Manitok Energy Inc. (TSXV: MEI) intends to conduct a normal course issuer bid to purchase for cancellation up to 6.5 million common shares in the capital of Manitok representing 10% of its public float.
Manitok plans to fund the bid with its funds from operations and available financing under its credit facility. The bid will be conducted through the facilities of the TSX Venture Exchange. The bid is being launched because management is of the view that the purchase of its common shares at the appropriate level will help create additional value for Manitok's shareholders.
It is expected that the bid will commence on June 18 and will continue until June 17, 2014 or such earlier date as Manitok has purchased the maximum of 6.5 million common shares. Integral Wealth Securities Ltd. is broker.

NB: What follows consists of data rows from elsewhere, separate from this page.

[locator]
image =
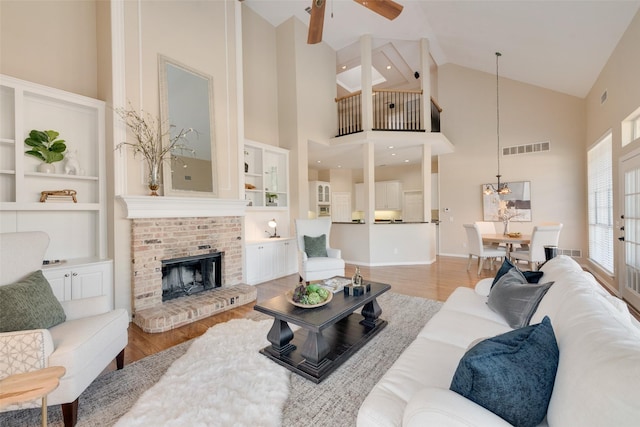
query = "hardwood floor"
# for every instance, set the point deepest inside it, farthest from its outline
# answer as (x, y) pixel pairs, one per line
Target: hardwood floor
(436, 281)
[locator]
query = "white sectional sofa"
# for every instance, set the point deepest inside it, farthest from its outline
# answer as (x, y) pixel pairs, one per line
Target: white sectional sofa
(598, 374)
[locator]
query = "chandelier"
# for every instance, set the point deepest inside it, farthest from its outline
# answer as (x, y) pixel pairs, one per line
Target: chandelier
(502, 188)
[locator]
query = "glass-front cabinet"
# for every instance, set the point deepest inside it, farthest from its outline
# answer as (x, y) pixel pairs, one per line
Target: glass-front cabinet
(266, 175)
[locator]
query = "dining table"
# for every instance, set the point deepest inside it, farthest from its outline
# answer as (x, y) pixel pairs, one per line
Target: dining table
(507, 239)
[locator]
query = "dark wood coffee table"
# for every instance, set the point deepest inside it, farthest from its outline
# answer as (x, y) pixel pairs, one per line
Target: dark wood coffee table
(328, 335)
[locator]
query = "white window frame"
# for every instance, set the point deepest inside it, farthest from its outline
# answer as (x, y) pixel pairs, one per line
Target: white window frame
(600, 203)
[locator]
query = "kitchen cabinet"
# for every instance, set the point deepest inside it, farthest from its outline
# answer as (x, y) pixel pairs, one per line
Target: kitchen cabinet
(81, 279)
(270, 259)
(388, 195)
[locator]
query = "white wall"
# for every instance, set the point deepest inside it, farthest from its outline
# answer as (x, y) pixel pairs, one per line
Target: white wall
(527, 114)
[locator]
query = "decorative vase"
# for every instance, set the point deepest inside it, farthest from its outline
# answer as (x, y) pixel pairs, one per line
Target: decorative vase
(154, 179)
(47, 168)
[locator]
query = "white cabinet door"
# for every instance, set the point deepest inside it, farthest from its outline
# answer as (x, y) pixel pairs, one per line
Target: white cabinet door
(290, 257)
(82, 280)
(90, 281)
(60, 281)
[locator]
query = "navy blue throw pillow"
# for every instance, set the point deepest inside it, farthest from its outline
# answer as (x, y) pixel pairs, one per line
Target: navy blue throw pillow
(531, 276)
(512, 374)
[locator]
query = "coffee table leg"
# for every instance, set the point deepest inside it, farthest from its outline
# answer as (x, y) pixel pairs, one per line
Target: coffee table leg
(315, 348)
(279, 336)
(371, 312)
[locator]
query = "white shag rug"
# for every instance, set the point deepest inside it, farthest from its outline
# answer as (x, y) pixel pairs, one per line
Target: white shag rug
(222, 380)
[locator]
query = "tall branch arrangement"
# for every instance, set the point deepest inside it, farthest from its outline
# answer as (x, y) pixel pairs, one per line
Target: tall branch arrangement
(148, 131)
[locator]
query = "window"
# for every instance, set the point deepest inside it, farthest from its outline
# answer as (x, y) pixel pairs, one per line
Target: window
(600, 204)
(631, 128)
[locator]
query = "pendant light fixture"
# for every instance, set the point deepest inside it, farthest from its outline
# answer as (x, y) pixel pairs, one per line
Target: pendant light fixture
(502, 188)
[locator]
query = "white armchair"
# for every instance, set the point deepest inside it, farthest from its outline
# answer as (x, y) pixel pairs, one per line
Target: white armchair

During the bid, the corporation will be observing the purchasing restrictions during "black out" periods pursuant to Manitok's share trading policy. Manitok intends to implement an automatic share purchase plan with its broker to allow it to purchase common shares under the bid while in such "black out" periods.
Under Manitok's automatic share purchase plan, Manitok's broker may purchase the common shares under the bid at any time including without limitation when Manitok would ordinarily not be permitted to due to regulatory restrictions or self-imposed blackout periods, pursuant to Manitok's share trading policy. Purchases will be made by Manitok's broker based on parameters prescribed by the policies of the TSX Venture Exchange and applicable Canadian securities laws and the terms of the parties' written agreement.
Manitok Energy Inc. engages in the acquisition, exploration, development, and production of petroleum and natural gas reserves in Western Canada. The company is headquartered in Calgary.